Bridge-building of another kind from Grace Kempster at my other trip to London this week. She is director of Read on, Write away! In Derbyshire, working to develop literacy with everyone from babies to nonagenarians, including offenders and travellers. She already has an OBE but deserves every honour going.

I have been reading La Citta’ delle Stelle, the Italian translation of City of Stars. It is very good for my Italian because I already know what it OUGHT to say – at least, more or less. Am enjoying it hugely.

Off to the real thing on Tuesday, for the Bologna Book Fair, followed by a few days in Florence, with a side trip to Siena, the real City of Stars.

Monday, April 04, 2005


(It has been pointed out to me that my last post was full of typos - must try harder!)

For many years now the daughters have called their father Mr Pension and me Mrs Villa, because I have a horror of stocks and shares (particularlarly since the crash in 2001/2) and favour bricks and mortar. Also because of this decades-old dream of having a place in Italy. And I do find everything to do with pensions crashingly dull as well as depressing. Or should I say "did"?

Because as of next April, my pension could BE a villa! Well, not actually a villa - more an apartment in a small complex with a pool. But in Tuscany. Also I don't have enough, yet. But suddenly it looks as if the dream could become reality in a few years. I once heard on an Oprah Winfrey show the magical phrase "the difference between a dream and a plan is a timeline."

So instread of being either/or it can be both. Thanks to Gordon Brown. That's what I call a new kind of alchemy, commuting leaden old pensions into a golden place where I could have holidays in Italy.

To the Cherwell School last week to take part in a quiz. I was on a team with Linda Newbery and others but we were up against a team with Philip Pullman, Jan Mark and publishers David Fickling and Liz Cross. However there was one glorious point when our team, the Senior Moments, was in the lead. That was before the round on Sport. Philip's team, the Tottenham Hotpants, won by a small margin and we were 6th out of 22. It was a good cause: to send to New Zealand the team for Cherwell that had won the UK section of the Kids Lit Quiz, started in NZ. They will compete there in the finals.
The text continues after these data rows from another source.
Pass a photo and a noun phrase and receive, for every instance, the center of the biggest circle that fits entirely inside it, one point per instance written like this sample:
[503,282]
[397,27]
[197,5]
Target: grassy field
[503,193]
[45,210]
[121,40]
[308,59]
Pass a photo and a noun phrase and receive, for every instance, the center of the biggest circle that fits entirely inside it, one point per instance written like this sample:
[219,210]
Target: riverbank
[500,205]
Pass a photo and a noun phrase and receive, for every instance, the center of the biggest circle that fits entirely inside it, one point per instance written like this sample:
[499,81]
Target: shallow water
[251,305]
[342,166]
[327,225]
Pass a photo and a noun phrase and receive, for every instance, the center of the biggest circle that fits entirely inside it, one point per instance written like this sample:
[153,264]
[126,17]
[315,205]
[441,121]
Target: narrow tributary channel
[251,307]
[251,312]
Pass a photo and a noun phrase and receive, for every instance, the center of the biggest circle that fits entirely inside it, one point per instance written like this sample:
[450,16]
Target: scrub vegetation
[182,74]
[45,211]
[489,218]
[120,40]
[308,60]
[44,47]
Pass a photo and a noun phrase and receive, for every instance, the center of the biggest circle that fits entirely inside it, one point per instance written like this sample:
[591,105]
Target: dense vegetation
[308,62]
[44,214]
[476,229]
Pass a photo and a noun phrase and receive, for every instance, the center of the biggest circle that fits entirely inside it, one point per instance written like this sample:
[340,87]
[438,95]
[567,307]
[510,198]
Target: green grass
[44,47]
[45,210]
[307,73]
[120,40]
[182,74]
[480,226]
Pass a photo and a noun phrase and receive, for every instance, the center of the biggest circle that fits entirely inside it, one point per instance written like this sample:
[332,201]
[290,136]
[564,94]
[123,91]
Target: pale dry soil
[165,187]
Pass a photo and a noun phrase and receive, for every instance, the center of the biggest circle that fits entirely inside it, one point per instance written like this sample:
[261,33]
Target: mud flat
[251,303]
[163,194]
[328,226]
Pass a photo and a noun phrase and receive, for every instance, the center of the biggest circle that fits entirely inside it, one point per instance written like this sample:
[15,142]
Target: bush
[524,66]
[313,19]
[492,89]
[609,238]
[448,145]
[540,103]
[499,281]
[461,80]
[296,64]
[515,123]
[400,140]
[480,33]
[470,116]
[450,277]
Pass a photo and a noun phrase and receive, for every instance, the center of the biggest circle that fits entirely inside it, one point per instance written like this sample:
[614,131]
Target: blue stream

Then there was Easter, which contained a lot of food and a big family party. Amazingly there were more males than females for once.

This weekend's event was the FCBG conference in Hatfield. I was on a panel discussing fantasy with Chris d'Lacey and Catherine Fisher. Loads of people I knew were there - lots of SAS members as well as some of the original Northern Lights group from London days, like Ann Jungman and Jane Ray. I stayed the night before with old friends in St Albans who have two cats (half-Bengal). They weren't cuddleable but allowed lots of stroking, which was balm to the heart.

On Sunday we constructed the swing seat I had bought for the garden. This is part of a plan to write outdoors on my laptop over the warmer months. Plan thwarted this morning by solid downpour of rain. The seat cushions are all on my study floor, making a phantom sofa.

More Alchemy needed or a least a bit of weathermagery.